• Represent A and B in Binary:

  • A = 46 (decimal) = 101110 (binary)
  • B = 35 (decimal) = 100011 (binary)

• Determine 1's Complement of B:

  • B = 100011
  • 1's Complement of B = 011100 (invert all bits)

• Perform Addition of A and 1's Complement of B:

    A          =  101110
    1's Comp B = +011100
    --------------------
    Sum        =  1001010
  

• Handle End-Around Carry:

  • The sum results in a 7-bit number, indicating a carry-out from the most significant bit.
  • The carry-out is '1'.
  • Add this carry-out back to the least significant bit of the 6-bit result:

      001010 (6-bit sum, ignoring carry)
    +      1 (End-around carry)
    --------------------
         001011
    

• Final Result:

  • The result in binary is 001011.
  • Converting back to decimal: 0*32 + 0*16 + 1*8 + 0*4 + 1*2 + 1*1 = 8 + 2 + 1 = 11.
  • Therefore, A - B = 46 - 35 = 11.

• State Diagram:
  A graphical representation of the behavior of a sequential circuit. It consists of:

  • States (nodes): Represent the stable conditions of the circuit.
  • Transitions (directed arcs): Indicate the change from one state to another based on input conditions.
  • Labels on transitions: Show the input that causes the transition and the corresponding output produced.
  • Example: A state diagram for a traffic light controller might have states like "Red", "Green", "Yellow", with transitions based on a timer or external sensor inputs.

• State Table:
  A tabular representation of the information contained in a state diagram. It lists all possible present states, the inputs, the resulting next states, and the outputs produced.

  • Columns: Typically include Present State, Next State (for each input combination), and Output (for each input combination or present state, depending on Mealy/Moore model).
  • Rows: Represent each unique state.
  • Example: For a 2-bit counter, a state table would list Present State (e.g., 00), and the Next State (e.g., 01) when an increment input is active, and the output (e.g., 00).

• State Reduction:
  The process of minimizing the number of states in a sequential circuit while preserving its original input-output behavior.

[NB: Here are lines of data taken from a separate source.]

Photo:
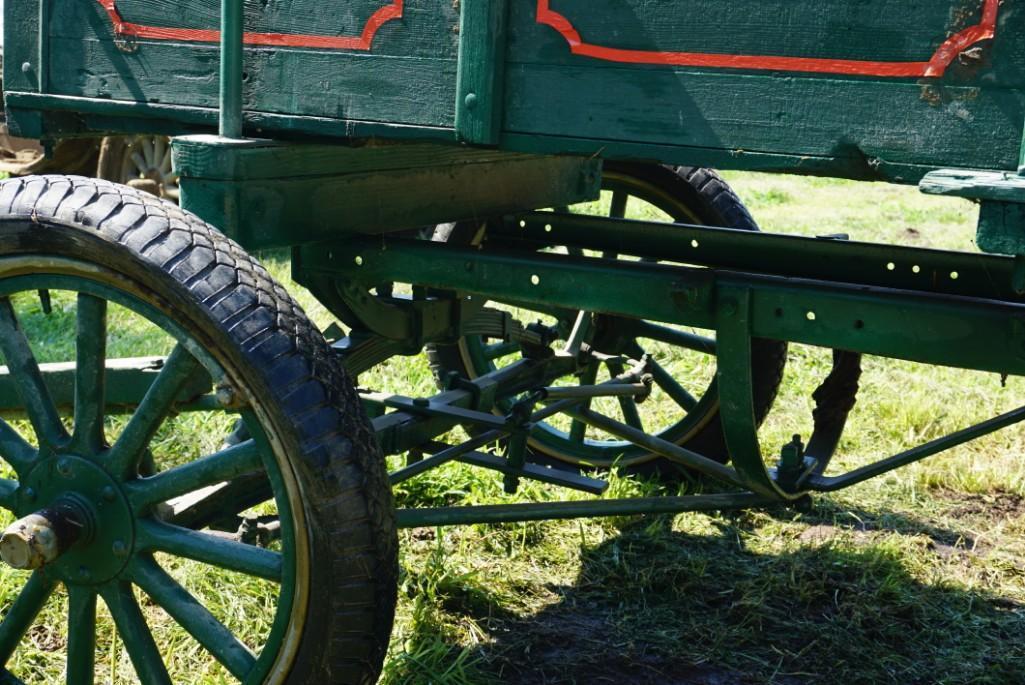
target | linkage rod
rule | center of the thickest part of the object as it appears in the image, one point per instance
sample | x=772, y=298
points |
x=451, y=516
x=833, y=483
x=662, y=447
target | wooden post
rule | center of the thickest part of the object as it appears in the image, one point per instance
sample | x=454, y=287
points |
x=482, y=66
x=232, y=52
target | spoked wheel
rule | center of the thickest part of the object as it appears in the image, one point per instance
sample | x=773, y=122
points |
x=118, y=555
x=684, y=406
x=142, y=162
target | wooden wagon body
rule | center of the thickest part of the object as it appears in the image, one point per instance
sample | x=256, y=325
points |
x=339, y=129
x=885, y=89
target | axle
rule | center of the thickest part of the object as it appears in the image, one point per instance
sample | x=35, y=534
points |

This is done by identifying and merging equivalent states.

  • Purpose: To simplify the circuit design, reduce the number of flip-flops required, and minimize the combinational logic, leading to a more cost-effective and faster implementation.
  • Example: If two states S1 and S2, for every possible input, transition to the same next state and produce the same output, then S1 and S2 are equivalent and can be replaced by a single state.

• State Assignment:
  The process of assigning unique binary codes (bit patterns) to each state in a sequential circuit. The number of bits required for assignment is determined by the number of states (N), using ceil(log2(N)) bits.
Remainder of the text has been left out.